Sorting by the opposite direction is very slow


(Jason Baumgartner) #1

I have an index where I used the new Lucene feature of indexing on a specific field. In my mapping, I have the following:

"sort.field": "created_utc",
"sort.order": "desc",

When I request documents using the same sort order, matches come back extremely fast. For example, I am searching Reddit submissions with an API I created:

https://beta.pushshift.io/reddit/submission/search/?sort=desc&size=1&pretty=true&metadata=true

If you look at the metadata->elasticsearch->took value, this search completes in milliseconds.

However, if I sort in the opposite direction, the search time is in seconds (usually over 10):

https://beta.pushshift.io/reddit/submission/search/?sort=asc&size=1&pretty=true&metadata=true

From what I know about binary search, searching on a sorted array is a O(log N) operation. However, sorting in the opposite direction should also be nearly as fast. Is this a bug with Lucene's implementation of their index?


(Jimferenczi) #2

From what I know about binary search, searching on a sorted array is a O(log N) operation. However, sorting in the opposite direction should also be nearly as fast. Is this a bug with Lucene's implementation of their index?

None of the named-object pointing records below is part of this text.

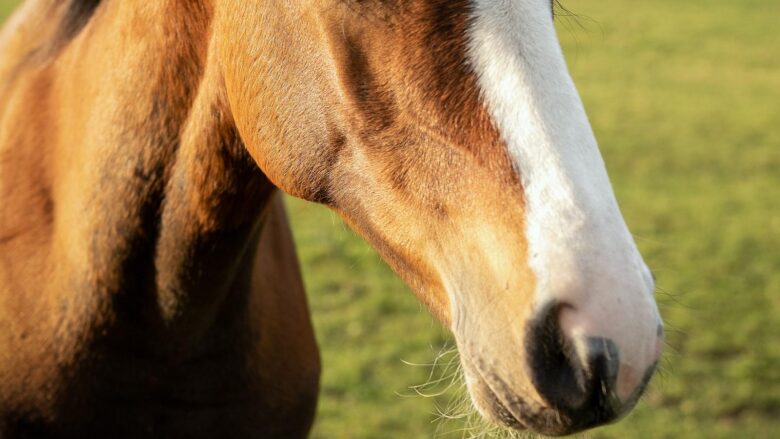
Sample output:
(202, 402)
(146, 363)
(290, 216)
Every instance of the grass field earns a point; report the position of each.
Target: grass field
(684, 97)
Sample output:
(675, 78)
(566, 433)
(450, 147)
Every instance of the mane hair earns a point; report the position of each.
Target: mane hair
(76, 15)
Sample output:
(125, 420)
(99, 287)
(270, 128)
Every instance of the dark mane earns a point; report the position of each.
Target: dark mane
(76, 15)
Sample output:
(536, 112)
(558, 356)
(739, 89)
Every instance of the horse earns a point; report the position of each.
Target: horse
(149, 286)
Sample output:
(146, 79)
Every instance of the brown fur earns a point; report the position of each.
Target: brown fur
(148, 283)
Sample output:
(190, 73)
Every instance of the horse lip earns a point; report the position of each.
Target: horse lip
(519, 414)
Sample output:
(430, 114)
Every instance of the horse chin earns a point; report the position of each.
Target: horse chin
(498, 405)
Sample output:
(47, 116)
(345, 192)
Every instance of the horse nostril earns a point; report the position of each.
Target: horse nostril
(581, 387)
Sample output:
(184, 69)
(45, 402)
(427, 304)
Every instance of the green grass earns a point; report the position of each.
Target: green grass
(684, 97)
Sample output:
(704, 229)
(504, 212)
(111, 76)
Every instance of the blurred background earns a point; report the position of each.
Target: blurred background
(684, 97)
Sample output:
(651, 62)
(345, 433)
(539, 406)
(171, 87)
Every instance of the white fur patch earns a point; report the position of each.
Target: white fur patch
(580, 248)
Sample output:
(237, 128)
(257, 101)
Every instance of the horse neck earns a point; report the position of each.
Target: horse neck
(180, 244)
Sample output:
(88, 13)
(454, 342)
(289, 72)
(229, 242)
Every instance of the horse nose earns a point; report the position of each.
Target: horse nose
(578, 375)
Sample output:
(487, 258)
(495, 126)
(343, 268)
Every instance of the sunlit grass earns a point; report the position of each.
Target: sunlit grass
(684, 97)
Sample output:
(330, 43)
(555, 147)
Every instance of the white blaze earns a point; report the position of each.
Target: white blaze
(580, 248)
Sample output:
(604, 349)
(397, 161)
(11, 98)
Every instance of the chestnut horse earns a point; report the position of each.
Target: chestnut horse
(148, 282)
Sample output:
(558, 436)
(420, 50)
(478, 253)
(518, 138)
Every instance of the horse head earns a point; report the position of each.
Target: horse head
(450, 135)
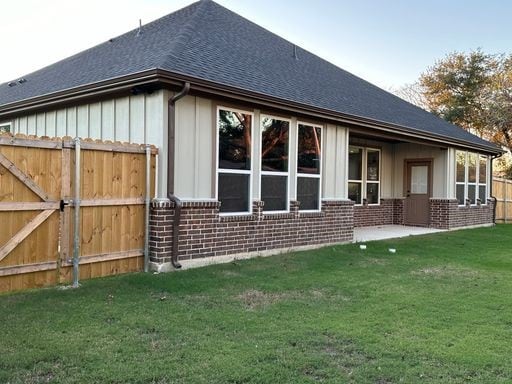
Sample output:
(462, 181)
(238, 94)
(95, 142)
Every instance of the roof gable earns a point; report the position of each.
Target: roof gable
(207, 41)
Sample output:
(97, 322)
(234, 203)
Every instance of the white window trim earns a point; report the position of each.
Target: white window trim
(271, 173)
(234, 171)
(364, 177)
(7, 124)
(477, 182)
(315, 176)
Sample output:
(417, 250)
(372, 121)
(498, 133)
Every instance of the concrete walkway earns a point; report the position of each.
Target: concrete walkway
(382, 232)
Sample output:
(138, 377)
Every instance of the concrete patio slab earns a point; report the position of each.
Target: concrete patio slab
(382, 232)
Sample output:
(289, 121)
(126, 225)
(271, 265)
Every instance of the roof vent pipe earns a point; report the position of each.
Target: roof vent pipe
(139, 32)
(170, 173)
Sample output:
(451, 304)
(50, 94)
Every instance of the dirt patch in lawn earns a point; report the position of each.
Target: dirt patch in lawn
(445, 272)
(254, 299)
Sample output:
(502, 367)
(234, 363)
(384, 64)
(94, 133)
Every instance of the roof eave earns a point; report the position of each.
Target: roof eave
(127, 82)
(55, 99)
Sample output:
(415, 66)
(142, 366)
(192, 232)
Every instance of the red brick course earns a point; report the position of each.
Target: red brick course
(204, 233)
(389, 211)
(447, 214)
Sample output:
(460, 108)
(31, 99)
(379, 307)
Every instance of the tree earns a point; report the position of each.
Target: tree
(472, 90)
(455, 88)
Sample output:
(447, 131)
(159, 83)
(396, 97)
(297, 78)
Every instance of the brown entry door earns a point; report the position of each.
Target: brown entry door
(418, 189)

Sorting the result of a search is not a binary search. We collect all documents that match the query in the order of their appearance in the index and keep track of the N best ones with a priority queue. If the index sort matches the search sort we can early terminate the query when N documents are collected, otherwise all documents must be collected. The reverse index sort order is the worst case since it requires to change the top N every time we visit a new document. There was some discussions to optimize this case in Lucene though (https://issues.apache.org/jira/browse/LUCENE-7482) with some interesting ideas. The issue is quite old so it could be interesting to open a new one that focuses on reverse index sort.


(system) #3

This topic was automatically closed 28 days after the last reply. New replies are no longer allowed.